“Anyway, if you’re here to buy clothes, feel free to look around and pick anything you like.”
Roger broke the slightly awkward mood. “But if you want recommendations, I’m not really your guy. You can ask… huh? Where’d that girl go?”
It had been almost ten minutes since the three of them came in. Only then did Roger realize the clerk who should’ve been watching the front had vanished at some point.
“Tsk, she’s slacking off again!”
“You actually hired staff? I thought you were the kind of gloomy shut-in who can’t talk to people at all,” Tiran said, a little surprised.
“Calling me a gloomy shut-in isn’t exactly wrong,” Roger shrugged, “but I knew her from before, so I let her work here to make some cash. And I get an extra pair of hands.”
He lifted his shoulders again. “You saw it yourself though, she sneaks off all the time. Good thing this street’s pretty safe. Otherwise we’d probably lose more than we make.”
Just then, rapid footsteps sounded outside—light, quick, with a kind of body-technique precision… or maybe the owner of those steps was just really light.
Judging from the silhouette on the frosted glass door, the newcomer was pretty small.
The footsteps stopped. The door was pushed inward, just a crack.

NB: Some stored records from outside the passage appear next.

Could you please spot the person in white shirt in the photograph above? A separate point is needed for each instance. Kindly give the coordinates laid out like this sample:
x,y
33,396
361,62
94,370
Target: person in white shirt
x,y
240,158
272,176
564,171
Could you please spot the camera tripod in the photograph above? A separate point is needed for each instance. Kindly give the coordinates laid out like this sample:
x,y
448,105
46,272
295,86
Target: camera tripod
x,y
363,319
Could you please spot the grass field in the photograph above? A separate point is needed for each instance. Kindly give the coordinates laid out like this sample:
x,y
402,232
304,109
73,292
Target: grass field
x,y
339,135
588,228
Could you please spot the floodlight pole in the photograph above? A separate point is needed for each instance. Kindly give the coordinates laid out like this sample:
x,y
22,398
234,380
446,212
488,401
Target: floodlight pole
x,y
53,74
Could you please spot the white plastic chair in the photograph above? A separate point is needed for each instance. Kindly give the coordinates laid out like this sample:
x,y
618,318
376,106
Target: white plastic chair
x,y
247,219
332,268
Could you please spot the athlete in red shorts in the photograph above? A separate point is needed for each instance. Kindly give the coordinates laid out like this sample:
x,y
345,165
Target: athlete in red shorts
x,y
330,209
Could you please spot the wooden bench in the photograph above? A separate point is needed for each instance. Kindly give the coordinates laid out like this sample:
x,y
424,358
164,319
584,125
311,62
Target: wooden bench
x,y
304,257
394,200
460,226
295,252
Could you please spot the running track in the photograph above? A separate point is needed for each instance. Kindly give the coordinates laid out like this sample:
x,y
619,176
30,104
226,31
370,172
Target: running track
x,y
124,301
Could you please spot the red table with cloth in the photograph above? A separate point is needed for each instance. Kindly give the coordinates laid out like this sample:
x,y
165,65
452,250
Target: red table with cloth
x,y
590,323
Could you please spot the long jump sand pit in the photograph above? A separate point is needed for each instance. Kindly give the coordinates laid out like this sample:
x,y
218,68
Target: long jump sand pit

A small hand reached in from the top of that narrow gap and neatly plucked off the little bronze bell that was supposed to ring when the door opened.
After confirming it was “safe,” the figure clung to the doorframe like a cat, dropped lightly to the floor, then slid the door fully open like a ninja, not making a sound.
And ended up completely exposed to the gazes of all four people inside.
“Eh– Boss, wh-why are you out here?”
Two long ahoge strands on her head twitched twice from sheer shock. The owner of the ahoge had a crispy sausage in her mouth, letting out a muffled yelp. Then her tongue bumped into the still-scorching meat, and her whole expression twisted up. Even so, she stubbornly refused to let go, keeping her teeth clamped on the sausage until she grabbed the skewer with her hand and moved it away.
Once everyone got a clear look at each other’s faces, Tiran, Aya, and the slacking clerk who’d just been caught all showed equally complicated expressions.
“Blond Boss Lady?”
“I told you to call me Moros, you damn flat-chested princess!” Little Mo’s hair puffed up on the spot.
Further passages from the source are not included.